Auf Sprayer und Tagger, also Leute, die illegal den öffentlichen Raum beschriften, wird viel geschimpft. Zerstörungswut! Schlechter Geschmack! Nur eins ist diesen Leuten bisher wohl selten vorgeworfen worden: Faulheit. Das ändert jetzt unsere Kolumnistin Doris Anselm.

Ach, Graffiti. Früher konnte ich beim Gang durch die Stadt fast jeden Tag neue und andere Schriftzüge entdecken. Nein, ich verteidige keine Schmierereien. Aber wenigstens Originalität, die verteidige ich. In den letzten Jahren scheint mir die Graffitilandschaft monoton geworden zu sein. Politisch, ja, aber ständig kriegt man das Gefühl: Das hab ich doch schon irgendwo gelesen …? In der BILD-Zeitung? Auf einem linken, rechten, woken, wirren social-media-account?

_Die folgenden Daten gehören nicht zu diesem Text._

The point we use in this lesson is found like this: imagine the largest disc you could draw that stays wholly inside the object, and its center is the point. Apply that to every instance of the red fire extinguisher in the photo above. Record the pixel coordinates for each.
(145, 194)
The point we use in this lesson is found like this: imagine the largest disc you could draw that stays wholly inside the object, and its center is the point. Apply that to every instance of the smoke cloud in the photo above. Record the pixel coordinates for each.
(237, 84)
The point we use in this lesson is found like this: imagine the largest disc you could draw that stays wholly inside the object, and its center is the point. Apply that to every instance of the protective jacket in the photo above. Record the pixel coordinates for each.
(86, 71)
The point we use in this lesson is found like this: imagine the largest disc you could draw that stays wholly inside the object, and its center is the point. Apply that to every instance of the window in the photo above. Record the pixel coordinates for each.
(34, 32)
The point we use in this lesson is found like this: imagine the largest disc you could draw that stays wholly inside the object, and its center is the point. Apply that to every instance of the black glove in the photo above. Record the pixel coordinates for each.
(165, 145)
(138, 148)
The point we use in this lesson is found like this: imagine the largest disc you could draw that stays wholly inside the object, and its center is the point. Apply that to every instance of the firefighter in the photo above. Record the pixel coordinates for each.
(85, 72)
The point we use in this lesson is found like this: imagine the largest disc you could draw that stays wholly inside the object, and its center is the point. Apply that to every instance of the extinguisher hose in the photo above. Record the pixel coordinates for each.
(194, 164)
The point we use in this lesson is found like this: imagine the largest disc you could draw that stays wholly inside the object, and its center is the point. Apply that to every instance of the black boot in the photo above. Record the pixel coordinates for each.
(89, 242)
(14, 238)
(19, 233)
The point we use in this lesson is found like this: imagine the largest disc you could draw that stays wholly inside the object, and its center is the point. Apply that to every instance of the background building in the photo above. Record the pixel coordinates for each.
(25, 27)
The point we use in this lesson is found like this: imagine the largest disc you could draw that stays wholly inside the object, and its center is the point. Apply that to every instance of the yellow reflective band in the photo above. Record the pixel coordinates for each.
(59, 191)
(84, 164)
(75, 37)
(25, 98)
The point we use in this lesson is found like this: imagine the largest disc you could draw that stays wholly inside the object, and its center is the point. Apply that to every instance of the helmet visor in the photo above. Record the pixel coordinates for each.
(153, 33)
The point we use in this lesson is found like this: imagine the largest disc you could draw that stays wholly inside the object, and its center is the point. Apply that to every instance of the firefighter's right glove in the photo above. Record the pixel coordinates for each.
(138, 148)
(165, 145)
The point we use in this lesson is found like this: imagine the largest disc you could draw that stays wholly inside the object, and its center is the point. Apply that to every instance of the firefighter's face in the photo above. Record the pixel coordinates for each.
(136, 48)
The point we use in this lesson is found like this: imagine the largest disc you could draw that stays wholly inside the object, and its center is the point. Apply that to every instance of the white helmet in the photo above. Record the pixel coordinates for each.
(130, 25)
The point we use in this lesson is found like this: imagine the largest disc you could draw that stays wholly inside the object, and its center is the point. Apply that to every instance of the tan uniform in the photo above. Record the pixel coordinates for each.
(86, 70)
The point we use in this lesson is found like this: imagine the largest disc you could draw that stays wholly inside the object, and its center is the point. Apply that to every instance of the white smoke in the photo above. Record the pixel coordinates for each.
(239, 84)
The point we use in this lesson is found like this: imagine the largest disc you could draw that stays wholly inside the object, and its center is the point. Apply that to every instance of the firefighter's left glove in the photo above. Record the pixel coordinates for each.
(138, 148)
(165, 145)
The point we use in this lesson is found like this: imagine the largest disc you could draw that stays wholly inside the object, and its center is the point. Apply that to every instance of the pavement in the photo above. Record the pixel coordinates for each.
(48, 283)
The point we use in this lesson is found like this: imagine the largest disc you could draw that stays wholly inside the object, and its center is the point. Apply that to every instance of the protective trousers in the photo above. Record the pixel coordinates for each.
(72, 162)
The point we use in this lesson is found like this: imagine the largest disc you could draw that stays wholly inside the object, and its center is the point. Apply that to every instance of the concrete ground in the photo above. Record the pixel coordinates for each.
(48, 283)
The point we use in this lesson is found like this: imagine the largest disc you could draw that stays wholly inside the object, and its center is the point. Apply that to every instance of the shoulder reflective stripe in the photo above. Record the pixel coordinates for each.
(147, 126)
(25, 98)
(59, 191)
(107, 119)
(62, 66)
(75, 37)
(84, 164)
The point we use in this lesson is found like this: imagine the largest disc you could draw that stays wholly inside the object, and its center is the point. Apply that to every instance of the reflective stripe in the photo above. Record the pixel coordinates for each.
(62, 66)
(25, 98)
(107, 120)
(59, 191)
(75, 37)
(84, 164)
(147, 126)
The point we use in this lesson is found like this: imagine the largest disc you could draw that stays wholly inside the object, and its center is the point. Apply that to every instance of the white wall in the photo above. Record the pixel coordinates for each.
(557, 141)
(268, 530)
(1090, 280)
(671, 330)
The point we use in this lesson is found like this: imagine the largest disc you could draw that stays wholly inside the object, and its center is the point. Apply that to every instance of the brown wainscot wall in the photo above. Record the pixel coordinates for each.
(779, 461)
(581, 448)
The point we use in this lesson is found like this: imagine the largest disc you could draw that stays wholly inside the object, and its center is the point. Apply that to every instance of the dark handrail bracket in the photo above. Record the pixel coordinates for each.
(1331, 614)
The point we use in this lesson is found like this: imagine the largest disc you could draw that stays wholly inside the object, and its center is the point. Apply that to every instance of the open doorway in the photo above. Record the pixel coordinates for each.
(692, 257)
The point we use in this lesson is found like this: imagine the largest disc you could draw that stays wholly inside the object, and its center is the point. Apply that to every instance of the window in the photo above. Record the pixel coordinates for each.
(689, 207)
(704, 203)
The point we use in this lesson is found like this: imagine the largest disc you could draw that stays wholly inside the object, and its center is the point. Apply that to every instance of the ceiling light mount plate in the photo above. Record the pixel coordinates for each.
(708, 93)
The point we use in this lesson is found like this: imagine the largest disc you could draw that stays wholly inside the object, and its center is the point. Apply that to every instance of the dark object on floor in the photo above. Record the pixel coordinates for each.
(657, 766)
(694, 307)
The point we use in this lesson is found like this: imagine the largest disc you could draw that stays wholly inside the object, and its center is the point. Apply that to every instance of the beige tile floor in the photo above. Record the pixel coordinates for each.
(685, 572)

Oder war’s direkt auf einem Wahlplakat?

Am schlimmsten: Viele Sprayer sparen sich inzwischen sogar die Arbeit, selber einen Slogan hinzurotzen und korrigieren stattdessen bloß noch das Geschmier von ihrem Vorvandalen. An einer Hauswand in meinem Kiez erschien vor ungefähr zwei Jahren der Satz "Das ist nicht unser Krieg". Seitdem wird er immer abwechselnd und mit verschiedenen Farben variiert. Mal wird das Wort "nicht" entfernt, dann wieder hin gesprüht, dann übermalt und durch das Wort "doch" ersetzt. Aus dem "nicht unser" wurde ein "Euer"… und so ging es weiter.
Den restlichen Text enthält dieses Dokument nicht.